There have been various suggestions as to what the therapeutic threshold for endoxifen is. Several publications suggest a level of >5.9 ng/mL (15.8 nM).13  A 2017 paper, by de Vries et al, reported that patients with endoxifen levels above 5.97 ng/mL had a better disease prognosis with a 26% lower recurrence rate than women with endoxifen concentrations below this.14  However, a 2020 paper by Sanchez-Spitman et al was uncertain about these suggested levels and after carefully reviewing past publications found lower doses suggested in some papers (5.9 ng/ml, 5.2 ng/ml and 3.3 ng/ml).  Analyzing outcome data from 667 patients by endoxifen levels, Sanchez-Spitman’s team were unable to show that any of these levels changed relapse free survival when compared to women who quit taking tamoxifen altogether.15  So, while the current suggestion may be to monitor tamoxifen therapy based on endoxifen levels, the correct target level may be uncertain.
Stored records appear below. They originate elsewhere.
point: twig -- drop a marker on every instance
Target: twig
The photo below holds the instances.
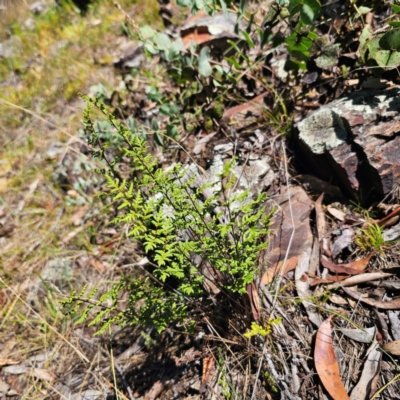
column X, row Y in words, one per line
column 280, row 276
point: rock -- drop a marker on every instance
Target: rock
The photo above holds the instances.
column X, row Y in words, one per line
column 354, row 143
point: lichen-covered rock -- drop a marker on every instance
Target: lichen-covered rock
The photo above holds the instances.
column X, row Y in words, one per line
column 323, row 131
column 354, row 141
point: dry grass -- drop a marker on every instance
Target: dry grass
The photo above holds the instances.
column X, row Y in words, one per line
column 47, row 244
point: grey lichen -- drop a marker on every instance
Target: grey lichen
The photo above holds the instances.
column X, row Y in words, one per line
column 322, row 131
Of the women participating in Hussaarts’ curcumin study all but one seem to have maintained endoxifen levels >20 nM, only one of the sixteen had levels in the 10-20 nM range.  So even with the AUC reduction, endoxifen levels were still probably in the therapeutic range.16 

If curcumin was effective at lowering endoxifen levels, one would think it would also decrease side effects in these patients, most notably hot flashes.  A 2020 Iranian randomized controlled trial giving curcumin reports that it lowered hot flash frequency significantly by 10.7%.17 These women were not taking tamoxifen so seeing a reduction of hot flashes in women taking tamoxifen with curcumin might not tell us that curcumin is interfering with tamoxifen’s clinical efficacy.  To add to the confusion, among Hussarts’ patients, more hot flashes were observed in the patients treated with curcumin (both with or without the piperine) compared to tamoxifen monotherapy.

We may start feeling pressure from medical doctors and pharmacists who will take Hussaarts’ findings as a contraindication for curcumin.  Will they understand how nuanced this is?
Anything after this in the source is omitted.